Nifft had loitered outside the temple for perhaps ten minutes when the Aristarchs came out, and after them, the commanders—the former grave, the latter rather buoyant, in a decorous way. Nifft told Kandros to go on without him, and that he would meet him back at the quarters where the mercenaries had been housed. When he had been alone again for perhaps another ten minutes, Dame Lybis came hurrying from the temple, spied him, and made straight for him, wearing a rather strained smile.
"Still here, then? You know, I'm curious—have you read your friend's letter?"
Nifft straightened indignantly. "Why—well, certainly not!" His awkward expression did nothing to repair the lack of conviction in his tone.
"Naturally not," Lybis said. "Forgive me for asking. You know, I'd like to express my admiration for Margold in some more substantial way than merely answering this. You mentioned you were looking for employment? You seem to be a handy and active sort of man—it would be my pleasure to secure you a commission on our expeditionary force, at an officer's pay, if that would suit you."
"You are extremely kind! I would undertake it most gratefully and faithfully!"
The expedition, being lucky in the winds, had crossed the Sea of Catastor and found the nearest suitable anchorage to their goal by the afternoon of their ninth day out of Anvil Pastures, with seven hundred leagues of their journey accomplished. To cross the remaining fifty miles, and then re-cross it with the Goddess' flock in tow, took three weeks.

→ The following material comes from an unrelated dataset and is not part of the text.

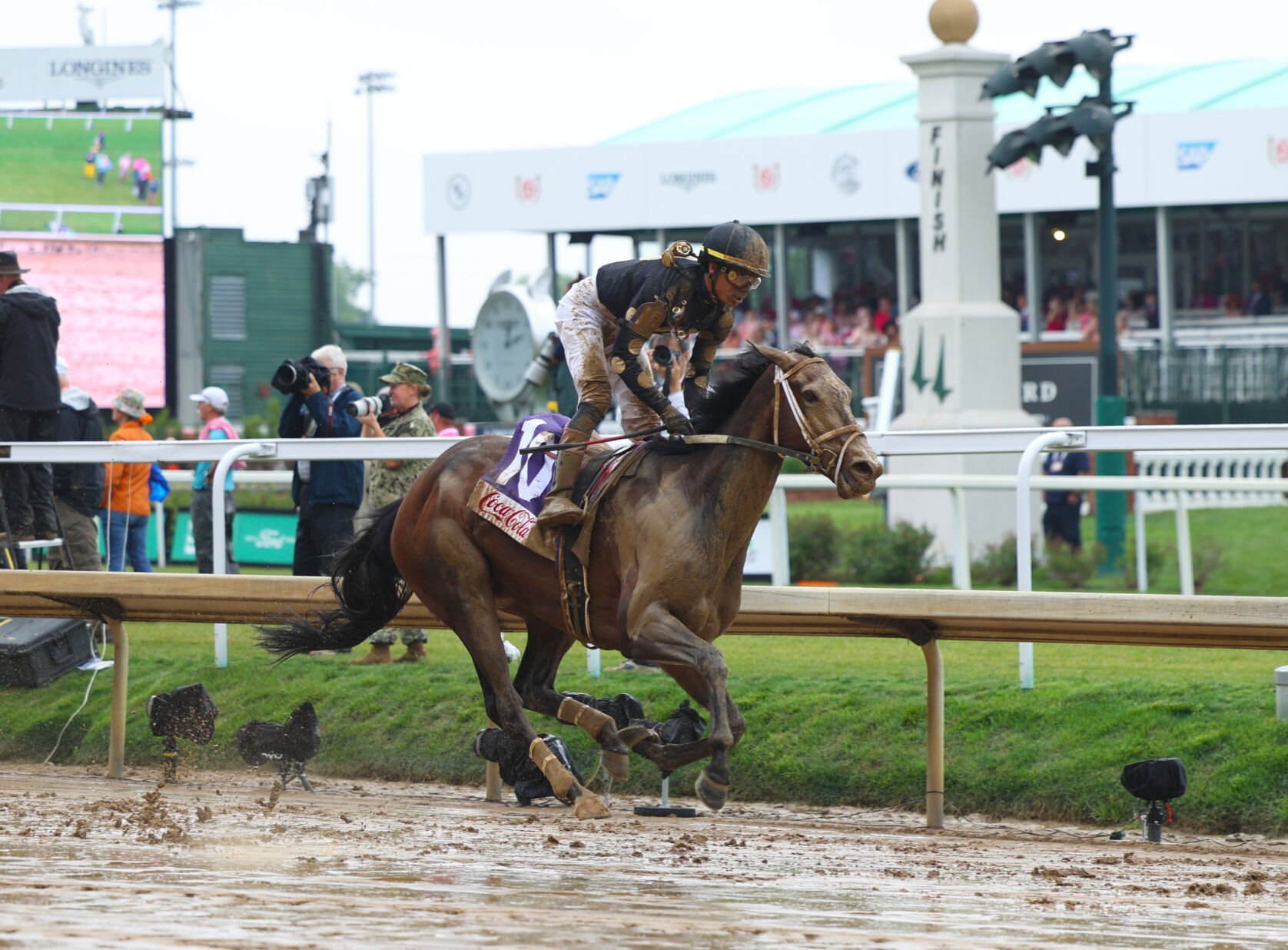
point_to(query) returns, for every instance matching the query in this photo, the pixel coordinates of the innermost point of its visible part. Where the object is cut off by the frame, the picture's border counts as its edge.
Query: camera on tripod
(370, 405)
(293, 375)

This sloth was, in part, due to the mountainous jungle they had to penetrate with every step of their inland journey. Partly, too, it was their mode of pathfinding. On the open sea, the directive emanations of the Goddess—her extended filament of sentience—though attenuated by distance, reached unobstructed over the level seas. But crossing the fernchoked gorges and vine-webbed groves—following the narrow watercourses slick with mist, mud, and moss that were often their sole means of traversing the ridges that opposed them—here, Lybis was often forced to diverge from this psychic connective to the point of so diminishing her sense of it that she must find high ground whence she could relocate its course, and correct their tedious path accordingly.
And a third circumstance retarded them—the fact that when they reached the flock, they found an army in possession of it, and a second army besieging the first.
The first army was in possession of the lucrative monsters in a technical sense only. The beasts were in a kind of fortress of their own making—they had eaten a broad, flat-bottomed gulf out of the flanks of two adjoining hills. Raggedly vertical walls some ninety feet high encompassed them, easily enough descended from the hills with ropes, but impossible as an escape route. Consequently the besiegers bent their main effort against the impressive wood-and-stone wall the defenders had strung across the pit's one open side: the narrow valley-floor whence the herd had approached the hills they found so appetizing. And the defenders possessed the giants only in the sense that those behemoths were gnawing too leisurely at the hills' flanks to be very far away by the time the battle was likely to be decided, and were too torpidly indifferent—if not, indeed, blind—to events of so small a scale as human warfare to contest the claims of the army that had strung the wall behind them.